Luciana Lamothe: Ensayos de abertura

By Juan Cruz Pedroni | April 06, 2018

Ruth Benzacar Gallery, Buenos Aires. March - April, 2018

Juan Cruz Pedroni

The nine pieces that make up the exhibition are made of metal, open iron pipes with various procedures and fastened with scaffolding clamps in different combinations. The material is perforated, cut and twisted. The ends of some pieces were burned with welding machine at maximum power, an operation that left remnants of slag and wire. But this centrifugal proliferation of irregularities is compensated by the centripetal composition, achieved with the distribution of weights and the use of the clamps, a counterpoint that maintains the unitary closure of the classical image.

If we consider the representations of gender that gravitate on the materials used, the material violence contained in the broken material and the potential of effective damage on the body of the spectators, it becomes evident that the recourse to formal canons is only sought as a gesture that transcends the quote to be almost a grimace of irony.

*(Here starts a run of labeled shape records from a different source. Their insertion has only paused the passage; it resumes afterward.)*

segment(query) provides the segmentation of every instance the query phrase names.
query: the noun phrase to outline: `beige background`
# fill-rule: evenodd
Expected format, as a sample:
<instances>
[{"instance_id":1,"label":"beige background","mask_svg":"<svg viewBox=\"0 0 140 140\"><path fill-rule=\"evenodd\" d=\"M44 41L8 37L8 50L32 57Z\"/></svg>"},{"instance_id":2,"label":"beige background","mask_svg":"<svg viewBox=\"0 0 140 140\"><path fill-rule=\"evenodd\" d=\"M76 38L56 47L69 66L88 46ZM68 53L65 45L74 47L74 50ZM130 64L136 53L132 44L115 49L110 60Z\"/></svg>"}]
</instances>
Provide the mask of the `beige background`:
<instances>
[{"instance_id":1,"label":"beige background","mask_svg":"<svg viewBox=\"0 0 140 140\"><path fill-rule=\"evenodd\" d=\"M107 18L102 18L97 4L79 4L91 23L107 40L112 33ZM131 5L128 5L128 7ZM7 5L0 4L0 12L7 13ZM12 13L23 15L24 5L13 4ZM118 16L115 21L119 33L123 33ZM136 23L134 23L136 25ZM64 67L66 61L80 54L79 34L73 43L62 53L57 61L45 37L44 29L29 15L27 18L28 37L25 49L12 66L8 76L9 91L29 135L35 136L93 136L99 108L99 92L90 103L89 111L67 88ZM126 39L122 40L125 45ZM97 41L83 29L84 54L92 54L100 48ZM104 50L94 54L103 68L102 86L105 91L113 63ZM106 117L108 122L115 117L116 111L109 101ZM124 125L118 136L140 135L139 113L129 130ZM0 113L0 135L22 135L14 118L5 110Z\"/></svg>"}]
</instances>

Lamothe's objects have the aesthetic efficacy of an oxymoron and the political efficacy of a tactic, an operation that conceals its critical potential with innocuous forms. The tradition, like the possible resonances of the Argentine sculptural school (one Noemi Gerstein or one Norberto Gómez) just provides a working table on which the political procedure is mounted.

The movement provoked in the spectator is phenomenological: from one moment to another the serene appearances are interrupted, as if the real content suddenly made a cut in good form. The corruption of the limits, the forced materiality, the aggression exerted on something that is expected to be closed and effective as a pipeline ultimately metaphorize a scene of illegal violence, the criticism of a regime of discourse and property. Sharp edges condense the paradox of an image that attracts and repels.

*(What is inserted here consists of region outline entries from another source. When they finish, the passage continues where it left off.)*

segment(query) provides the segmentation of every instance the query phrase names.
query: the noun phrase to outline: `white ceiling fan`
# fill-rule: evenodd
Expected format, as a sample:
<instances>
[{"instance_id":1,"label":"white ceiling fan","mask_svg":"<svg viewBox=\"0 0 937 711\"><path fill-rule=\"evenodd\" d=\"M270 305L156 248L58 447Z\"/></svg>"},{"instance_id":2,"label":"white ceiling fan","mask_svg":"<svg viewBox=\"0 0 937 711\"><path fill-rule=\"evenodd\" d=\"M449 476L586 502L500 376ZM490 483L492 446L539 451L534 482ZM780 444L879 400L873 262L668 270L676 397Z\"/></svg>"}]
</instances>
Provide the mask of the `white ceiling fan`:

Perhaps the violence vibrates in the same frequency as the commotion for the beautiful. Lamothe inoculates in the aesthetic experience of the visitor an imprecise horror in which the violation of property and naturalized boundaries appear. Before the rusty material the spectator undertakes a regressive search for protection in good forms; in a serene, normative visuality. Precision, order and grace encrypt a kind of fossil, a hieroglyph of social violence. Celebrated and subverted, the values ​​of the classical image are transformed in Lamothe's work into a cunning of critical thinking.